履歴書メールのパスワードに関するよくある質問

履歴書をメールで送る際のパスワード設定については、これまで解説してきた内容以外にも、細かな疑問点が浮かぶことがあるかもしれません。
例えば、パスワードをかけずに送ってしまった場合の影響や、適切なパスワードの文字列、万が一のトラブルへの対処法などです。

ここでは、そうした応募者が抱きがちな疑問点について、Q&A形式で分かりやすく回答していきます。

Q. 履歴書にパスワードをかけずに送ってしまったら選考に影響しますか?

企業の指示が特になしの場合、パスワードをかけずに送っても選考に直接影響することはほとんどありません。
採用担当者は応募書類の中身を重視しており、パスワードの有無だけで合否を判断することはないため、過度に心配する必要はないです。

ただし、募集要項などでパスワード設定が義務付けられていたにもかかわらず忘れてしまった場合は、指示を守れないと判断され、マイナス評価につながる可能性があります。
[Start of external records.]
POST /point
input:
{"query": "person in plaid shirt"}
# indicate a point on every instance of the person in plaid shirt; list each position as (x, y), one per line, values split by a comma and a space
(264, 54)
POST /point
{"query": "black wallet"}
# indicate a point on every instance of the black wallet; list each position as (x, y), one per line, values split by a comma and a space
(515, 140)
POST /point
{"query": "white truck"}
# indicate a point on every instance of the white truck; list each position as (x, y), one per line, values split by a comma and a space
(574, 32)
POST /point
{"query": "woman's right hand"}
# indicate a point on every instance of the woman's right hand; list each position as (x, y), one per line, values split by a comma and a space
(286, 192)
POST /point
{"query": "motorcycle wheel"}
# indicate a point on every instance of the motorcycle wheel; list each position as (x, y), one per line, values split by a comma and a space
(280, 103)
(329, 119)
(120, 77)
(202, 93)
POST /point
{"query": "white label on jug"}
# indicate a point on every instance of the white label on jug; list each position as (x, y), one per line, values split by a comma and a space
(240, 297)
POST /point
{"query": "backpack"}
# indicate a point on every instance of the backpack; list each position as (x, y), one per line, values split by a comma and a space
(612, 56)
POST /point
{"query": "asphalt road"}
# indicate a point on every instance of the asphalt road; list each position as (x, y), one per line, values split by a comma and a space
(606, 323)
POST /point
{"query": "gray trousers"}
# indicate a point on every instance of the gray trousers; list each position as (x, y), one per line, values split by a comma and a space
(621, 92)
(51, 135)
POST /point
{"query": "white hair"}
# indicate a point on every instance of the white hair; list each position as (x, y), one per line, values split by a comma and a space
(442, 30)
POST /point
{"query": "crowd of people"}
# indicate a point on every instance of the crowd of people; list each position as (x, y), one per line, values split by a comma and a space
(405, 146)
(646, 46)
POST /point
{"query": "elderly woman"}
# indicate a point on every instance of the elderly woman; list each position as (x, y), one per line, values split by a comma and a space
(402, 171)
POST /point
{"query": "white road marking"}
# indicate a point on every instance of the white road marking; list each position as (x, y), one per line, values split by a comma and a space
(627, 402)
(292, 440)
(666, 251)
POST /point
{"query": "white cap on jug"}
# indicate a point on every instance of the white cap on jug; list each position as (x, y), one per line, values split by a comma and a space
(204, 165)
Q. パスワードを設定する場合、どんな文字列が適切ですか?

パスワードの文字列に厳密なルールはありませんが、第三者に推測されにくいものにするのが基本です。
氏名や生年月日、電話番号など、個人情報に関連する文字列は避けましょう。

安全性を高めるためには、アルファベットの大文字と小文字、数字を組み合わせた8文字以上のランダムな文字列が推奨されます。
パスワード生成ツールなどを活用して、意味のない複雑な文字列を作成するとより安全です。
履歴書の内容とは無関係な文字列を設定することが重要です。

Q. 応募先企業から「ファイルが開けない」と連絡が来たらどうすればいいですか?

まずは丁寧にお詫びした上で、迅速に対応することが大切です。
ファイルが開けない原因として、通知したパスワードが間違っている、ファイル自体が破損している、企業のセキュリティソフトによってブロックされているなどが考えられます。

まずはパスワードを再確認し、正しいものをメールで再送しましょう。
それでも開けない場合は、企業の担当者に相談し、パスワードなしのファイルを再送付するなど、指示に従って対応します。
再送する際は、件名に「【再送】」と記載すると分かりやすいです。

まとめ

履歴書をメールで送付する際のパスワード設定は、応募先企業からの指示に従うことが最も重要です。
指示がある場合は必ず設定し、特に指示がない場合は、パスワードなしで送付してもマナー違反にはならないケースが増えています。

しかし、個人情報保護の意識を示す意味で、パスワードを設定しておく方がより丁寧な印象を与えることも事実です。
判断に迷った際には、設定しておくのが無難な選択と言えます。
本記事で解説した判断基準や方法を参考に、状況に応じた適切な対応を心がけてください。